36 Hours in Rijeka, Croatia

If Croatia’s seaside locales have become tourism starlets, then Rijeka, a working-class port city on the Adriatic, is the country’s gritty understudy. So, it came as some surprise when this town, whose skyline merges Hapsburgian decadence with shipyard cranes, was named European Capital of Culture for 2020 over other Croatian candidates like Dubrovnik and Split. “No one believed we would win,” said Ivan Sarar, Rijeka’s head of culture, about the award. “Being noble underdogs is our cool.”

Famous for raucous Carnival celebrations and an alternative vibe, Rijeka (population 130,000), which has been a shipping and boatbuilding hub for centuries, combines Roman legacy, Italian influence, Austro-Hungarian architecture and fading Yugoslav industry. For visitors, the result is a unique mixture of sights, cuisine and night life. Along with a raft of events set for the 2020 celebrations starting in February, and a five-star Hilton hotel opening next summer, this Croatian harbor seems ready to trade in its cranes for the travel spotlight.

Climb 561 steps up Petar Kruzic Stairway to the 13th-century Trsat Castle on a bluff at the edge of the Rjecina River, for which Rijeka is named. Atop the lookout tower (free entry), the panorama takes in Kvarner Bay, its islands and the Istrian Peninsula’s eastern coast. Below, Rijeka — governed by seven countries since World War I — is beautiful in its dissonance. Green cupolas bob amid terra-cotta rooftops and Renaissance, Baroque and Art Nouveau buildings. Italian villas, empty 19th-century warehouses and blocky Communist-era high-rises fill spaces between. “Rijeka has always had a peripheral existence between empires,” said the local architect Idis Turato. “In some ways this is an advantage as we reinvent the city.”
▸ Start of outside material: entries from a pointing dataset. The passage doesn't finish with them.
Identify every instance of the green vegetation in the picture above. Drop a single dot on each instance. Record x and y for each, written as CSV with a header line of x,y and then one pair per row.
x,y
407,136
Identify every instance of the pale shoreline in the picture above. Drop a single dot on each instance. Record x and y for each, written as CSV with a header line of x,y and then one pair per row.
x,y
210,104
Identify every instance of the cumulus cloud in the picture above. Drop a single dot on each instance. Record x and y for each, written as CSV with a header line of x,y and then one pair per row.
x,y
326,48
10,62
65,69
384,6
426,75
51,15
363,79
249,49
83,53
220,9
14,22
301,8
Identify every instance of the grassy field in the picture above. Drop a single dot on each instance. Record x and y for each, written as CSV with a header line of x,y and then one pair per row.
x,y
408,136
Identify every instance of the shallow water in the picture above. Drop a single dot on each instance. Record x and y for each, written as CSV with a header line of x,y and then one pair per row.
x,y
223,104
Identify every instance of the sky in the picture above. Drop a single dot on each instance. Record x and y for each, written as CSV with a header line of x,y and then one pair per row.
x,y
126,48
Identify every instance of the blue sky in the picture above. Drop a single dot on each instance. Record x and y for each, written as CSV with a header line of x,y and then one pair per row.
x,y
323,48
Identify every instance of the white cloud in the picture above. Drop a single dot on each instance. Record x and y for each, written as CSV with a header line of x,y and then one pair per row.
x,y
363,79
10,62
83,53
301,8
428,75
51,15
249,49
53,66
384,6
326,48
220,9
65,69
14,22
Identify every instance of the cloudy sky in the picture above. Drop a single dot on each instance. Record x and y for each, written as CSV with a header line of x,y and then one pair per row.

Back in the center, stop at Pivnica Cont for a patio seat and a house lager; a half liter costs 20 kuna, or about $3. The site of the town’s oldest bar, this beer house has nine draft choices and around 30 Croatian brews. Afterward, cross the river and walk the canal toward the sea until you reach the Croatian National Theatre Ivan pl. Zajc for a 7:30 p.m. show. The neo-Baroque, 650-seat building, constructed in 1885, stages Croatian and Italian drama, ballet and opera. Upcoming performances include Georges Bizet’s “Carmen” on Nov. 23, and three Puccini operas. When inside, notice the paintings — three on the ceiling and one above each side-stage box — by a young Gustav Klimt.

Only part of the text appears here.